For other uses, see Río Ancho (disambiguation).
Paco de Lucia

"Río Ancho" is a Spanish flamenco guitar jazz piece that combines flamenco and gypsy jazz influences. The piece is in the key of E minor and progresses to A minor, D, G, C and B7. The original performances of the song had notable flute solos towards the end of the piece, reminiscent of classic Spanish gypsy music with trumpets. The track first featured on Paco de Lucia's 1976 album Almoraima.

In 1980, Paco de Lucia and Al Di Meola collaborated and produced an ensemble track composed of Di Meola's "Mediterranean Sundance" taken from his 1977 album Elegant Gypsy with "Río Ancho". It was performed live in San Francisco on December 5, 1980 and the set was released by Columbia Records as simply Friday Night in San Francisco.[1]

The collaborative version of the song consists of a relatively simple lyrical harmonic progression, adorned by a flamenco rhythm.

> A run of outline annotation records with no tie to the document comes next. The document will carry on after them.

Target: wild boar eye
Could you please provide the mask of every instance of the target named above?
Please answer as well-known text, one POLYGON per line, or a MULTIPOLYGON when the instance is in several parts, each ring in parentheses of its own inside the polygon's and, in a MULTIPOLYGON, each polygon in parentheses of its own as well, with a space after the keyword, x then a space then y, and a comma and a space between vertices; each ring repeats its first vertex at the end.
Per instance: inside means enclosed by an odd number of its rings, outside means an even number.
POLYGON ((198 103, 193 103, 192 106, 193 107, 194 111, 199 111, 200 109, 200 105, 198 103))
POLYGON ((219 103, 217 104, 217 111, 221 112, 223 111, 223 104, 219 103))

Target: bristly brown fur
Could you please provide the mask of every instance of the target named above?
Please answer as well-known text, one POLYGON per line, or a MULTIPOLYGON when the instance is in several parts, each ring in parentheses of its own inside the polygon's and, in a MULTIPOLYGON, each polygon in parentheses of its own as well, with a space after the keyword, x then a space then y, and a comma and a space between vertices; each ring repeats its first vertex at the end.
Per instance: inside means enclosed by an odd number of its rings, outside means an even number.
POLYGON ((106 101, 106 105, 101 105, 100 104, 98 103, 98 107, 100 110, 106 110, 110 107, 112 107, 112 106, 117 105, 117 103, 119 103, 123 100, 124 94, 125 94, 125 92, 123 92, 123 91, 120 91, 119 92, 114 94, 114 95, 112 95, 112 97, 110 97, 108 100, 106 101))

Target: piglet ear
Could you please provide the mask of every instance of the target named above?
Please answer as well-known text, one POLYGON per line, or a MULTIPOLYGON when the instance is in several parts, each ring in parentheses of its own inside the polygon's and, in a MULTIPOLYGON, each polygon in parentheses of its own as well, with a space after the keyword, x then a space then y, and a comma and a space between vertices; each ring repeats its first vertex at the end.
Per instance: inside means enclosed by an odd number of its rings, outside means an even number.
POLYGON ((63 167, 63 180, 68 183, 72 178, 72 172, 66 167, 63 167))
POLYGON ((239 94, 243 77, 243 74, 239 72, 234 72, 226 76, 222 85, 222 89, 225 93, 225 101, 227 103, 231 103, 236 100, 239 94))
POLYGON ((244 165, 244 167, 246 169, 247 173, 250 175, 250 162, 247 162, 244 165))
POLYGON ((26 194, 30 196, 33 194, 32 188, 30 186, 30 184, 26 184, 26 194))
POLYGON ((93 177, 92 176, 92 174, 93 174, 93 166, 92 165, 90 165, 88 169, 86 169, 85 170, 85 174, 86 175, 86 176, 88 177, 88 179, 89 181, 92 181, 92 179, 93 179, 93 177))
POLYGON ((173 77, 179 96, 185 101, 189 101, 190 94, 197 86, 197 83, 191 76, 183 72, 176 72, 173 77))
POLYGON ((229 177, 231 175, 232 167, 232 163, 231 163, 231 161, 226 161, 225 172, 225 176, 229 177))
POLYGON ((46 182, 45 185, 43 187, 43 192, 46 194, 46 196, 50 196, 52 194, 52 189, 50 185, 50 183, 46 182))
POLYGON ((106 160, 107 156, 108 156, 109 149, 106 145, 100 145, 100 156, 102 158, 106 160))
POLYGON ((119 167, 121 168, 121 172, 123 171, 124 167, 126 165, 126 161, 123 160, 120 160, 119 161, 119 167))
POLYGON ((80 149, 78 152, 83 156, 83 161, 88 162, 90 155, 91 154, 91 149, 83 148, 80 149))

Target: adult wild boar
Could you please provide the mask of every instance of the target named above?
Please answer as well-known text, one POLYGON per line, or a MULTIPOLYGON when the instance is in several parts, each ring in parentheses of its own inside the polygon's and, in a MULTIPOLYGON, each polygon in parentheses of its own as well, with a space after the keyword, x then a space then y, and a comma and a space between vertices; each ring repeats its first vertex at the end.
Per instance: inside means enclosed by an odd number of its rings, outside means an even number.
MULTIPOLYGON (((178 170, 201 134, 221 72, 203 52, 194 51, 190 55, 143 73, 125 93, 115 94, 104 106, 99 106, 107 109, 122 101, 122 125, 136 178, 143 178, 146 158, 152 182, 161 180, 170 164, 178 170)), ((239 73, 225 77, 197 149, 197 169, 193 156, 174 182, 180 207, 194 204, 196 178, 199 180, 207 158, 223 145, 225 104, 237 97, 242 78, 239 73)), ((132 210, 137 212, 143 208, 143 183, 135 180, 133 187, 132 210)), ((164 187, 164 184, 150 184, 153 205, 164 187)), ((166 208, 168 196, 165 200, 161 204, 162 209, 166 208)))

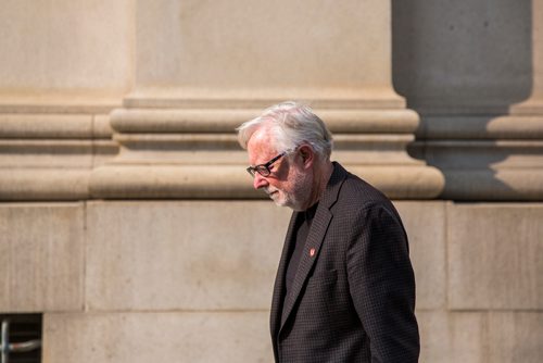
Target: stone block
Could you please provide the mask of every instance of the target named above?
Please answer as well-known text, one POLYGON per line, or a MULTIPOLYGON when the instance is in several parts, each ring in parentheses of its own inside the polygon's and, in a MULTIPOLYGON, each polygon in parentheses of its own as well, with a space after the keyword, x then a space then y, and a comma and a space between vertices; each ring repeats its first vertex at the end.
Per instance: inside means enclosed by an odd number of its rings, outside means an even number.
POLYGON ((543 204, 449 204, 449 308, 543 309, 543 204))
POLYGON ((490 313, 489 341, 489 362, 541 362, 543 313, 541 311, 490 313))
POLYGON ((417 310, 445 306, 445 203, 395 201, 415 270, 417 310))
POLYGON ((46 363, 273 362, 267 312, 43 316, 46 363))
POLYGON ((81 203, 0 204, 0 311, 83 309, 81 203))
POLYGON ((290 211, 270 201, 91 202, 90 310, 268 309, 290 211))
POLYGON ((487 313, 424 311, 417 320, 421 363, 487 362, 487 313))
POLYGON ((126 91, 132 74, 132 3, 4 3, 0 13, 0 92, 38 93, 41 99, 40 90, 64 90, 70 97, 126 91))

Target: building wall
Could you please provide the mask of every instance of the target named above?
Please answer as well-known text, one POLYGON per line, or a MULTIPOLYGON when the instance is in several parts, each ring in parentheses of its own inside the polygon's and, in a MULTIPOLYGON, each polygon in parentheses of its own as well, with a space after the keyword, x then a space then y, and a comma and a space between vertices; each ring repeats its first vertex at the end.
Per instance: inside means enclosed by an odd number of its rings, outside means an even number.
POLYGON ((543 356, 539 1, 8 1, 0 313, 43 362, 272 362, 288 210, 233 128, 285 99, 387 192, 421 362, 543 356))

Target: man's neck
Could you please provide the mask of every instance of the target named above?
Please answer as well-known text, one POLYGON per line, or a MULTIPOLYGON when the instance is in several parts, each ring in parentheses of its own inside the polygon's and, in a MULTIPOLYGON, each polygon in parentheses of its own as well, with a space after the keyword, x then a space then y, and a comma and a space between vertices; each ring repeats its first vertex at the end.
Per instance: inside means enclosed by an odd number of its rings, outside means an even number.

However, it poses extreme technical difficulties to the performers, due to the speed and precision required of Di Meola's picking on the steel-stringed guitar, playing extremely long melodic phrases, and to Paco De Lucia's complex fingerpicking on the Flamenco guitar, as well as the exact matching of Di Meola and De Lucía's solos which frequently consist of them both playing a rapid set of matching or corresponding notes. They resort to many guitar performance techniques and fingerstyles, such as drumming guitar tops, strumming (both solo and together), bare thumb plucking, palm muting, tremolo picking, hammer-ons and pull-offs, sweep picking, vibratos and glissandos. The song was an instant success.[2][3] A slightly shorter version of it was included in the November 1996 album "Pavarotti & Friends for War Child" (Track 15).

The 1980 version proved the more successful version and the Mediterranean Sundance and Río Ancho track has since been performed by many artists such as Marco Porcu, Seis Cuerdas, Jorge Martinez and La Peña Flamenca and has become a gypsy jazz classic.